I have tried this code from my side, any suggestion and help is appreciated. To be more specific, I want to create a python program which can count and identify the number of acronyms in a text file. And the output of the program should display every acronyms present in the specified text file and how many time each of those acronyms occurred in the file.

*Note- The below code is not giving the desired output. Any type of help and suggestion is appreciated.

Link for the Text File, You guys can have a look- https://drive.google.com/file/d/1zlqsmJKqGIdD7qKicVmF0W6OgF5-g7Qk/view?usp=sharing

This text file contain various acronyms which are used in it.

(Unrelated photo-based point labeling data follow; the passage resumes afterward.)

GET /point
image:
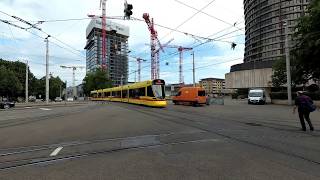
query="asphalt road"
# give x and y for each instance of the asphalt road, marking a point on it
(123, 141)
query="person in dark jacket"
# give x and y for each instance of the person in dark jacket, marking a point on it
(304, 114)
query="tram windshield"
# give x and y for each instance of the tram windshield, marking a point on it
(158, 91)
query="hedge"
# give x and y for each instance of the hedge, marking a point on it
(284, 96)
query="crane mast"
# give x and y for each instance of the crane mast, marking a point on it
(154, 41)
(74, 68)
(180, 50)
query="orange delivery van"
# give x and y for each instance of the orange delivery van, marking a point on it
(191, 95)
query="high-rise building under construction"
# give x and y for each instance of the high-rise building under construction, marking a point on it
(116, 50)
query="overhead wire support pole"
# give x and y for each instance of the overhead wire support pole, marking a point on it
(74, 82)
(27, 81)
(193, 70)
(47, 69)
(288, 66)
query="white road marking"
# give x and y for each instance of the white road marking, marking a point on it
(45, 109)
(56, 151)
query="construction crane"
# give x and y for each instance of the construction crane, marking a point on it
(180, 50)
(74, 68)
(139, 61)
(154, 41)
(104, 33)
(157, 54)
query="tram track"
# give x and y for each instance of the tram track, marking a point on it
(22, 162)
(185, 121)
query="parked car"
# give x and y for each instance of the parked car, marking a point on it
(256, 96)
(58, 99)
(7, 104)
(190, 95)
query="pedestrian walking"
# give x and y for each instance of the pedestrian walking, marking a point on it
(305, 105)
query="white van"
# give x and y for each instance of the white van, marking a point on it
(256, 96)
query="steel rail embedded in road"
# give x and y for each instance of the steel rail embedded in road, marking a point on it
(183, 121)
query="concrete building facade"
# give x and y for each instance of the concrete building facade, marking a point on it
(265, 39)
(213, 85)
(116, 50)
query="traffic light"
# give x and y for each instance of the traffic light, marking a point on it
(127, 10)
(233, 45)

So, I basically want to write a python script to identify those acronyms and count how many times those acronyms occurred. The acronyms are of various type which can be 2 or more letters and it can either be of small or capital letters. For further reference about acronyms please have a look at the text file provided at the google drive.

Any updated code is also appreciated.

acronyms = 0 # number of acronyms

#open file File.txt in read mode with name file
with open('Larex_text_file.txt', "r", errors ='ignore') as file:
    text = str(file.read())
    import re

    print(re.sub("([a-zA-Z]\.*){2,}s?", "", text))

    for line in text: # for every line in file
        for word in line.split(' '): # for every word in line
            if word.isupper(): # if word is all uppercase letters
                acronyms+=1

print("Number of acronyms:", acronyms) #print number of acronyms

In building a small text file and then trying out your code, I came up with a couple of tweaks to your code to simplify it and still acquire the count of words within the text file that are all uppercase letters.

acronyms = 0 # number of acronyms

#open file File.txt in read mode with name file
with open('Larex_text_file.txt', "r", errors ='ignore') as file:
    text = str(file.read())

    for word in text.split(' '): # for every word in line
        if word.isupper() and word.isalpha(): # if word is all uppercase letters
            acronyms+=1

print("Number of words that are all uppercase:", acronyms) #print number of acronyms

First off, just a simple loop is used through the words that are split out from the read text, and then the program just checks that the word is all alpha and that all of the letters in the word are all uppercase.

To test, I built a small text file with some words all in uppercase.

NASA and UCLA have teamed up with the FBI and JPL.
also UNICEF and the WWE have teamed up.  
With that, there should be five words that are all uppercase.

And, when run, this was the output on the terminal.

@Una:~/Python_Programs/Acronyms$ python3 Acronym.py 
Number of words that are all uppercase: 5

You will note that I am being a bit pedantic here referring to the count of "uppercase" words and not calling them acronyms. I am not sure if you are attempting to actually derive true acronyms, but if you are, this link might help:

Acronyms

Give that a try to see if it meets the spirit of your project.

Answer to the question-

#open file File.txt in read mode with name file
with open('Larex_text_file.txt', "r", errors ='ignore') as file:
    text = str(file.read())
    for word in text.split(' '): # for every word in line
        if word.isupper() and word.isalpha(): # if word is all uppercase letters
            acronyms+=1
            if len(word) == 1:  #ignoring the word found in the file of single character as they are not acronyms
              pass
            else:
              index = len(acronym_word)
              acronym_word.insert(index, word)  #storing all the acronyms founded in the file to a list

uniqWords = sorted(set(acronym_word)) #remove duplicate words and sort the list of acronyms
for word in uniqWords:
    print(word, ":", acronym_word.count(word))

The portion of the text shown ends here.